The Sociological Edge

Sociology provides a valuable framework from which many careers in government science and policy can be built. In my own work, sociological thinking and imagination, research methodology expertise, compassion for the diversity of human experience across the life course, and a deep understanding of inequality are all strengths of the discipline that I rely upon to guide my science policy perspective and influence my decision-making process.

I was able to apply these strengths to their greatest extent when I was appointed to be one of three NIH representative members to President Biden’s Scientific Integrity Fast Track Action Committee (Task Force) in 2021, which was tasked by the Memorandum on Restoring Trust in Government Through Scientific Integrity and Evidence-Based Policymaking (Presidential Memorandum) to write a report on the state of scientific integrity policies and practices in federal science. While scientific integrity had not traditionally been viewed as tapping into issues important to sociologists—including diversity of the scientific workforce and equity in the delivery of science—the Presidential Memorandum specifically instructed that these issues be addressed in the report. As a result, I was able to leverage my sociological strengths and expertise for my part in the work on the Task Force.

Shortly after the Task Force released its report, I joined the Science and Society team at the White House Office of Science and Technology Policy (OSTP) to serve as the Assistant Director for Open Science and Data Policy to serve under Alondra Nelson (another sociologist working in a practice setting). In this capacity, I am not only working to continue the important next steps toward protecting scientific integrity in federal science, I am also advancing priorities to make federal research and data more equitably open and accessible to all Americans. For a sociologist who loves science, the practice setting at OSTP is perhaps the ultimate opportunity for practicing sociology with broad societal impact.

 

For the Social Good

Finally, our discipline needs to advocate strongly for advancing sociology in practice settings and for elevating the status of sociologists who find themselves on nonacademic career paths. Practice settings offer so much more diversity in career options than the traditional academic path, and the need for sociological thinking in these settings is critical for the social good. Sociologists are needed in career government roles to protect against the social harms that periodic antiscience administrations cause.

The federal government, in particular, has myriad opportunities for sociologists—from post-baccalaureate summer internships that provide a taste of field experience in federal science, administration, regulation, and policy to postdoctoral research and policy fellowships, to career service occupations in research and program development, to political appointments in the highest policy offices.

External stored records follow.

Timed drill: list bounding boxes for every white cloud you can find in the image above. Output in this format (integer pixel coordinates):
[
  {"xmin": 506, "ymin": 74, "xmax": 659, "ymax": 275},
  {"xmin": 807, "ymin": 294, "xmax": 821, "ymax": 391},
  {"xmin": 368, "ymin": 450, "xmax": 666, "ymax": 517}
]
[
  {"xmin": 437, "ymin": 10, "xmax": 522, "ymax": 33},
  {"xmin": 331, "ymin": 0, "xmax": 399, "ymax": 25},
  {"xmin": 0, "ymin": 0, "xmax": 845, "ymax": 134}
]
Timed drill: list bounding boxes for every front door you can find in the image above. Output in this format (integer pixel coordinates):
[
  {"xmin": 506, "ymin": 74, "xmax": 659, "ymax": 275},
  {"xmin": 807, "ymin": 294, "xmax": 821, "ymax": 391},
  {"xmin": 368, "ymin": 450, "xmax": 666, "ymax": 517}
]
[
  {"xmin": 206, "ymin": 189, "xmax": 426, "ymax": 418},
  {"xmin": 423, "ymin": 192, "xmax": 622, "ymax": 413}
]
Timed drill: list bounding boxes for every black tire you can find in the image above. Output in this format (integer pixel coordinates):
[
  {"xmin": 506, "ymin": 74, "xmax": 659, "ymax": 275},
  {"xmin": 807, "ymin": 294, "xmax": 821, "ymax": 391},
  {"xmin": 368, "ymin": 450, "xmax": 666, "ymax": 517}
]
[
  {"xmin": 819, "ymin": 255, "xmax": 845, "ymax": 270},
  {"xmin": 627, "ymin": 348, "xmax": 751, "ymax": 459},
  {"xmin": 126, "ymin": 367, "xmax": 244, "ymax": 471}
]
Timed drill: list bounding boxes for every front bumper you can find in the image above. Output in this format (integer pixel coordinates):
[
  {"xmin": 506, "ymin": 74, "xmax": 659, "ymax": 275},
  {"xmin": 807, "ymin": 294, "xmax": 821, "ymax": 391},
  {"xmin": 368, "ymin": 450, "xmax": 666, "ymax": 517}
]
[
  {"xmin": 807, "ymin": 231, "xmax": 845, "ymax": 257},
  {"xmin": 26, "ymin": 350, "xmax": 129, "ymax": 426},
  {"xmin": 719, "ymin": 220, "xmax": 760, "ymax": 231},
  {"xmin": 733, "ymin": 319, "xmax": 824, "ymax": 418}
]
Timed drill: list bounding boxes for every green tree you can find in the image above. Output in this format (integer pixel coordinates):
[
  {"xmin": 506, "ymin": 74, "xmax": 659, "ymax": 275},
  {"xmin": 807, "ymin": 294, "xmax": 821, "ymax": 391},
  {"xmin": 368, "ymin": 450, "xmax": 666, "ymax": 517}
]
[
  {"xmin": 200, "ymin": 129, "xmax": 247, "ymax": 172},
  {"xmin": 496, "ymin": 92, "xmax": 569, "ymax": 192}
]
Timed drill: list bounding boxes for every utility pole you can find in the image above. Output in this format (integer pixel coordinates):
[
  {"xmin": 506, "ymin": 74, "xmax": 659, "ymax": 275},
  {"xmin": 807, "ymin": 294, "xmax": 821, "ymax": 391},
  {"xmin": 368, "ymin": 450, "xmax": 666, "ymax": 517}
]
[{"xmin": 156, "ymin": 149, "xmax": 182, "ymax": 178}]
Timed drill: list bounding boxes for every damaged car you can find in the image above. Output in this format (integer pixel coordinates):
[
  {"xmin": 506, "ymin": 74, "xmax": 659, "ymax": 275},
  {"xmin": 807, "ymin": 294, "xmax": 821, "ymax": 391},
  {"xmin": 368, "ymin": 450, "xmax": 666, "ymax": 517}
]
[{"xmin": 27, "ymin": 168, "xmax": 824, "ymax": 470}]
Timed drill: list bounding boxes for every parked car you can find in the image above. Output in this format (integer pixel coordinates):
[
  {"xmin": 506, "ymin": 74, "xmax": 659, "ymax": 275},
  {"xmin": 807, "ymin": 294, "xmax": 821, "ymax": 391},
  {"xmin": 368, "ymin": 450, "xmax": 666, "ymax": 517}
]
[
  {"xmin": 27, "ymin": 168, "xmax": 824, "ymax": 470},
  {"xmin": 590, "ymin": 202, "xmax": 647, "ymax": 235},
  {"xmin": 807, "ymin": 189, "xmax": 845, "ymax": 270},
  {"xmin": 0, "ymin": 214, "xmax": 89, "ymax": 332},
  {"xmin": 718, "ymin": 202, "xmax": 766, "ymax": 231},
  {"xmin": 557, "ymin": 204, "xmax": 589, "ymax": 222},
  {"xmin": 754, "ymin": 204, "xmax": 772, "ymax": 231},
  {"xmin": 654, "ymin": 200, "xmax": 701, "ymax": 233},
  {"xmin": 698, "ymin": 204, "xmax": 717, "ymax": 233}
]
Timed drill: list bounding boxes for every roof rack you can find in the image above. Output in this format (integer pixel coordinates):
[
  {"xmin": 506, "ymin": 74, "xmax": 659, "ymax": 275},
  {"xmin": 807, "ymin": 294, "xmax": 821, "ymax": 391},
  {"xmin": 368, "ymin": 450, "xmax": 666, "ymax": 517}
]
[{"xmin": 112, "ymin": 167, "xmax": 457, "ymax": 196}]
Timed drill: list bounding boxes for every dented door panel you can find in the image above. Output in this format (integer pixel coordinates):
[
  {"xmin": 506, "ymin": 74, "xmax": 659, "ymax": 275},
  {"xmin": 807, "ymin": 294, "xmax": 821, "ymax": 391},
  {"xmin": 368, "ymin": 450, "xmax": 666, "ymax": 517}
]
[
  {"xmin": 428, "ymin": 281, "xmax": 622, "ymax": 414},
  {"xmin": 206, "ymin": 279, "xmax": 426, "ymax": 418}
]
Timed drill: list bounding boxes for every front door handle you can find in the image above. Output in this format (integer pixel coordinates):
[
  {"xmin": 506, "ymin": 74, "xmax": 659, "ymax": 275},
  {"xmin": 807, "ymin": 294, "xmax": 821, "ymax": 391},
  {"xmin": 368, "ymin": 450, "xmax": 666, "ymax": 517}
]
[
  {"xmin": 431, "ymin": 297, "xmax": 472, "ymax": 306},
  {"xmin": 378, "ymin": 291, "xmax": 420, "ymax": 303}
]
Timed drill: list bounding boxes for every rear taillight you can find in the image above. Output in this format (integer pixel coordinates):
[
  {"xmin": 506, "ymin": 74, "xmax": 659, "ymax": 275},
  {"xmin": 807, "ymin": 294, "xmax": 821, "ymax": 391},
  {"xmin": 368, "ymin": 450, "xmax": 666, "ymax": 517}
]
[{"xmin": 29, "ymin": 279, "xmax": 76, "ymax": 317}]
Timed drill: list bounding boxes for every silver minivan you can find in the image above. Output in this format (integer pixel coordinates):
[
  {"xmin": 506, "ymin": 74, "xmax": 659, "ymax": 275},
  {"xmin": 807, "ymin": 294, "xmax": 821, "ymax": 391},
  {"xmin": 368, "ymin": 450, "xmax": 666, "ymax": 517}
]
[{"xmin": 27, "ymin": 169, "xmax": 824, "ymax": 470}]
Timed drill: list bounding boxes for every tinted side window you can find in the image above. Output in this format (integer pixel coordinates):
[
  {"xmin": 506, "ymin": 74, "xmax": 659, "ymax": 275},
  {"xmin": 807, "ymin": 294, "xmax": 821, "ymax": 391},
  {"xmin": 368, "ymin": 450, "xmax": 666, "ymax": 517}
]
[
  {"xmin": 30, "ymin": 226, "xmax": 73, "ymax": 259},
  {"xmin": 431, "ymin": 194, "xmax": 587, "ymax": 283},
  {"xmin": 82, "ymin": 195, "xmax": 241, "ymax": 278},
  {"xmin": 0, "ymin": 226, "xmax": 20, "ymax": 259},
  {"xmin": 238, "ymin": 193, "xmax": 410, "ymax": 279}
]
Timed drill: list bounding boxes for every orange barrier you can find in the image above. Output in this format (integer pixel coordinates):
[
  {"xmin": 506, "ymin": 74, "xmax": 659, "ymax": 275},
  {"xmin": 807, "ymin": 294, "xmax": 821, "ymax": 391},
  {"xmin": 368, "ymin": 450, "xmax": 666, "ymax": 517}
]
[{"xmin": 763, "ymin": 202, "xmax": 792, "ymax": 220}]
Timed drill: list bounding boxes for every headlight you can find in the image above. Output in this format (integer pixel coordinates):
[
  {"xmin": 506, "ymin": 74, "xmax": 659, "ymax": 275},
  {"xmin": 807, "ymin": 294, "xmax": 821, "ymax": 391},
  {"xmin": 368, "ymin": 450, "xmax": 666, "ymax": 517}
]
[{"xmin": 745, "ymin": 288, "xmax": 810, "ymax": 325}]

Practice settings contribute to the continued longevity and prominence of sociology as a discipline, and they should be weighed equally with academic jobs in any sociologist’s career calculus. Recent history shows that it is not hyperbolic to say that the welfare of society depends on sociologists working in practice settings.


Any opinions expressed in the articles in this publication are those of the author and not the American Sociological Association. Marcum is writing in his personal capacity and not as a representative of the United States Federal Government, the National Institutes of Health, or the Biden-Harris Administration. His opinions are his own.